The Tax Dodging Bill sets out a pragmatic and balanced package of reforms to the UK system that represent some key steps the UK government can take on its own to tackle corporate tax dodging. These measures - explained in some detail in the policy brief - would make it harder for multinationals to dodge UK taxes, prevent them from getting unjustified tax breaks, make the UK tax regime more transparent, and also ensure that UK tax rules do not encourage British companies to avoid tax in developing countries.

As a set of campaign FAQ’s make clear, the effects of the UK’s biased tax rules are not limited to the UK itself, as they also incentivise overseas tax avoidance by UK-based multinationals – depriving poorer countries of tax revenues that are essential for fighting poverty. And this is clearly at odds with the UK government’s efforts to tackle global poverty and help developing countries to end their aid-dependency.

Campaigners therefore argue that the UK government should take action on tax dodging on its own, while continuing to engage in global processes to fix the international tax system. They write: “By committing to a UK Tax Dodging Bill within the first hundred days of taking office [after the general election in May 2015], UK political parties would demonstrate the UK’s commitment to tackling the problem of corporate tax dodging, showing leadership and setting the bar higher for global reform.”

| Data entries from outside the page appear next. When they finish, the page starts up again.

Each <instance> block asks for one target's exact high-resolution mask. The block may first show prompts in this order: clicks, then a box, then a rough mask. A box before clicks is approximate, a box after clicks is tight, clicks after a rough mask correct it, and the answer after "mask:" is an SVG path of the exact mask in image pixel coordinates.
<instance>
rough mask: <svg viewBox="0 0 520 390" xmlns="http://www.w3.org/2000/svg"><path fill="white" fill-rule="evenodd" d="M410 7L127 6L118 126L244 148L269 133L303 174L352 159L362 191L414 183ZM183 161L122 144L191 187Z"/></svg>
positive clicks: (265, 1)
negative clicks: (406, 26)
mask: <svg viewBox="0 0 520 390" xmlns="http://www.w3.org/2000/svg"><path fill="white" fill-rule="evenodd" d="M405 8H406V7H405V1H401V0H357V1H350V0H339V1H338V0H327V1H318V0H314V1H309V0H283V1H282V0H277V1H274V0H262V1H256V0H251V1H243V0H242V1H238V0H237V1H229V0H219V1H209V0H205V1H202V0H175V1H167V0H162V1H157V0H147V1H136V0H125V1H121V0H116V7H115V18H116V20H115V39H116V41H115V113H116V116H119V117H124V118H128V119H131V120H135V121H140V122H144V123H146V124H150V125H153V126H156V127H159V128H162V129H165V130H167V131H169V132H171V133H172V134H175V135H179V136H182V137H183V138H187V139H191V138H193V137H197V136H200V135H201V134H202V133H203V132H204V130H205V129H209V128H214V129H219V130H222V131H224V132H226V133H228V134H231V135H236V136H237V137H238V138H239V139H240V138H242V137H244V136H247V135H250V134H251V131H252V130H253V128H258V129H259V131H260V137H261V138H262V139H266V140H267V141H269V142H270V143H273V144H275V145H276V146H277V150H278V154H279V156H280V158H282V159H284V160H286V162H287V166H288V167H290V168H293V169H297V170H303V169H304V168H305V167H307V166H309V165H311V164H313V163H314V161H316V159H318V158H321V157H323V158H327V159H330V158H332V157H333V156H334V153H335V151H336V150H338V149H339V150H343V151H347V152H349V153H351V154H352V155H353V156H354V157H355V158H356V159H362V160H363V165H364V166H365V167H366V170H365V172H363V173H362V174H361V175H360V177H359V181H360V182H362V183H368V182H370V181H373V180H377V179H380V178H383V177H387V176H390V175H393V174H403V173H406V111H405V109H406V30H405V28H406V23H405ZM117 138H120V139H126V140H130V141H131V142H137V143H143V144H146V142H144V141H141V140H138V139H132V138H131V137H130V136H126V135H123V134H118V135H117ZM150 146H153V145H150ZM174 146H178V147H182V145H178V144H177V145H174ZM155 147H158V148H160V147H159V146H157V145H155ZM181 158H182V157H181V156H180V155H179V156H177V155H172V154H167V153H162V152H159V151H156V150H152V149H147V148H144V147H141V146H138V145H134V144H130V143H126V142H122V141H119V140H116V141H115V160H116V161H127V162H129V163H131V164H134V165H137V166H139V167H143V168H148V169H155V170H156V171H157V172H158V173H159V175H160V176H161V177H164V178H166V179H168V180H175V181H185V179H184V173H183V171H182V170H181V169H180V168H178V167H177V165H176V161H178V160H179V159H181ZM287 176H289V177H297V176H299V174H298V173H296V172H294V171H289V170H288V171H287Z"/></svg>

However, the Tax Dodging Bill campaign recognises that stopping corporate tax avoidance in the UK and developing countries will ultimately require action at an international level. Although some official measures have been taken through the G20 group of countries and the OECD, progress remains slow and efforts don’t go far enough to prevent big companies from shifting profits and dodging tax. Oxfam are therefore proposing a World Tax Summit that would be more far-reaching and give an equal voice to those poorer countries excluded from current negotiations, which is planned to take place alongside the UN Financing for Development conference in Ethiopia in July 2015.

Share The World’s Resources is not a formal member of the Tax Dodging Bill coalition, but supports its aims as well as the essential framing of its message: that corporations must pay their fair share of taxes, as this is a key part of the established and most important system of sharing that we have (yet) created.